Монолог о том, что мы не умеем жить без Чехова и Толстого
"О чем я молюсь? Спросите меня: о чем я молюсь? Я не в церкви молюсь. Про себя... Я хочу любить! Я люблю! Я молюсь за свою любовь! А мне... (Обрывает фразу. Вижу, что говорить не хочет.) Вспоминать? Может, надо на всякий случай оттолкнуть от себя... Отодвинуть... Я таких книг не читала... В кино не видела... В кино я видела войну. Мои бабушка и дедушка вспоминают, что у них не было детства, была война. Их детство - война, а мое - Чернобыль. Я оттуда... Вот вы пишете, но ни одна книга не помогла мне, не объяснила. Ни театр, ни кино. Я разбираюсь в этом без них. Сама. Мы все переживаем сами, мы не знаем, что с этим делать. Умом я это понять не могу. Особенно растерялась моя мама, она преподает в школе русский язык и литературу, всегда учила меня жить по книжкам. И вдруг таких книжек нет... Мама растерялась... Без книжек жить она не умеет... Без Чехова и Толстого.
Вспоминать? Я хочу и не хочу вспоминать... (То ли прислушивается к себе, то ли спорит сама с собой.) Если ученые ничего не знают, если писатели ничего не знают, тогда мы им поможем своей жизнью и смертью. Так считает моя мама... А я хотела бы об этом не думать, я хочу быть счастливой. Почему я не могу быть счастливой?
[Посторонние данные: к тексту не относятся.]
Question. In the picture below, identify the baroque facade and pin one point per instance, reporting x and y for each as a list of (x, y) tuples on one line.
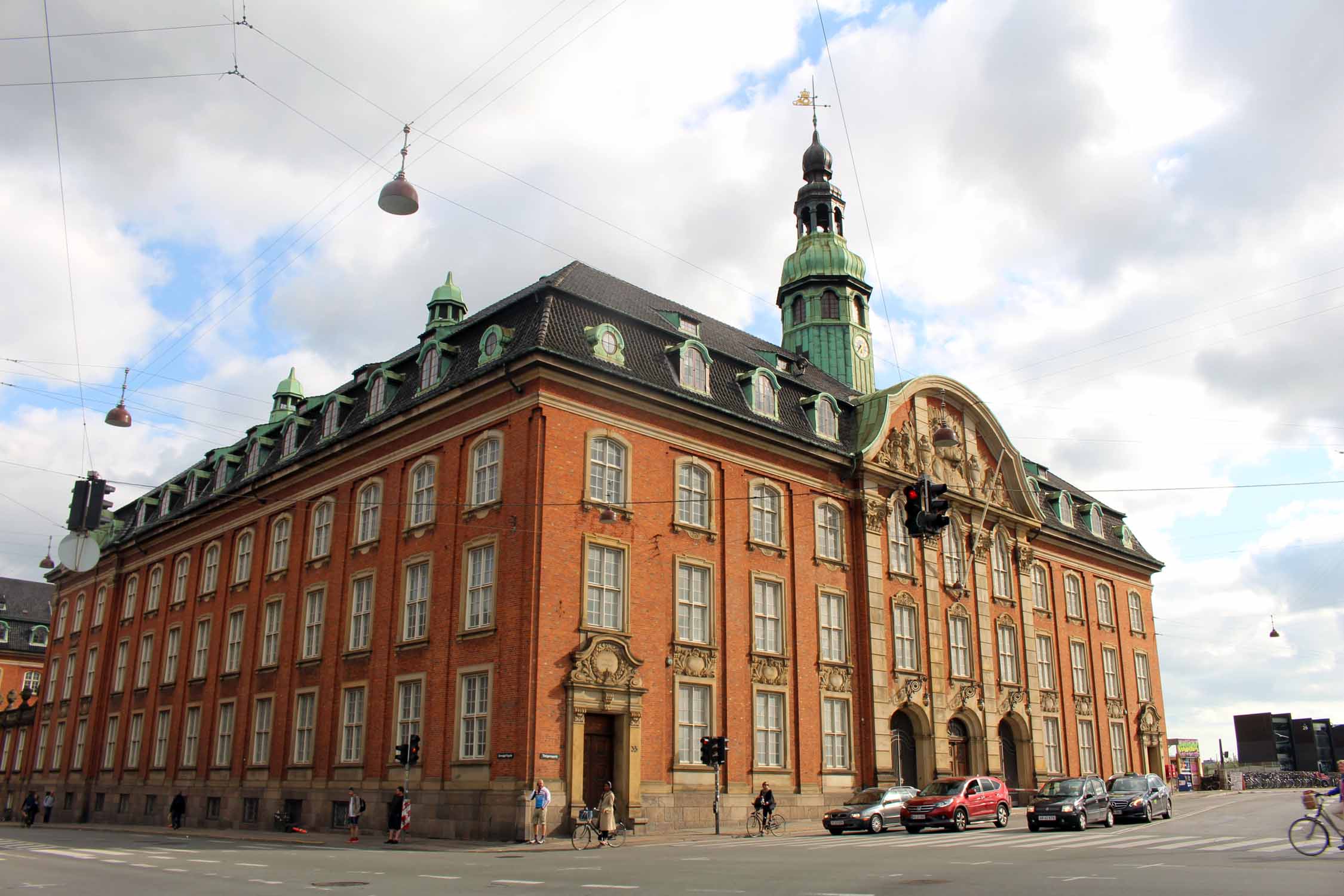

Жили мы в Припяти, рядом с атомной станцией, я там родилась и выросла. В большом панельном доме, на пятом этаже. Окна - на станцию. Двадцать шестого апреля... Их было два дня - последних два дня в нашем городе. Его уже нет. То, что осталось, уже не наш город. В тот день сосед с биноклем сидел на балконе, наблюдал за пожаром. А мы... Девчонки и мальчишки... Мы на велосипедах гоняли на станцию, у кого велосипедов не было, те нам завидовали. Никто не ругал. Никто! Ни родители, ни учителя. К обеду на берегу реки не стало рыбаков, они возвратились черные, так за месяц в Сочи не загоришь. Ядерный загар! Дым над станцией стоял не черный, не желтый, а голубой. Но нас никто не ругал... Воспитание, наверное, такое, что опасность могла быть только военная: взрыв слева, взрыв справа... А тут - обыкновенный пожар, тушат его обыкновенные пожарники... Мальчишки хохмили: "Выстраивайтесь длинными рядами на кладбище. Кто выше - тот умрет первый". Я - маленькая. Я не помню страха, я помню много странных вещей. Подружка рассказывала, как они со своей мамой ночью закапывали во дворе деньги и золотые вещи, боялись забыть это место. Моей бабушке, когда ее провожали на пенсию, подарили тульский самовар, она почему-то больше всего беспокоилась об этом самоваре и дедушкиных медалях. И о старой швейной машинке "Зингер". Нас эвакуировали... Это слово "эвакуация" принес с работы папа: "Мы уезжаем в эвакуацию". Как в военных книжках... Уже сели в автобус, папа вспоминает, что он что-то забыл. Бежит домой. Возвращается с двумя своими новыми рубашками... На вешалке... Это было странно. У солдат неземной вид, они ходили по улицам в белых маскировочных халатах и масках. "Что с нами будет?" шли к ним люди. "Почему вы у нас спрашиваете, - злились они, - вон белые "Волги" стоят, там начальство".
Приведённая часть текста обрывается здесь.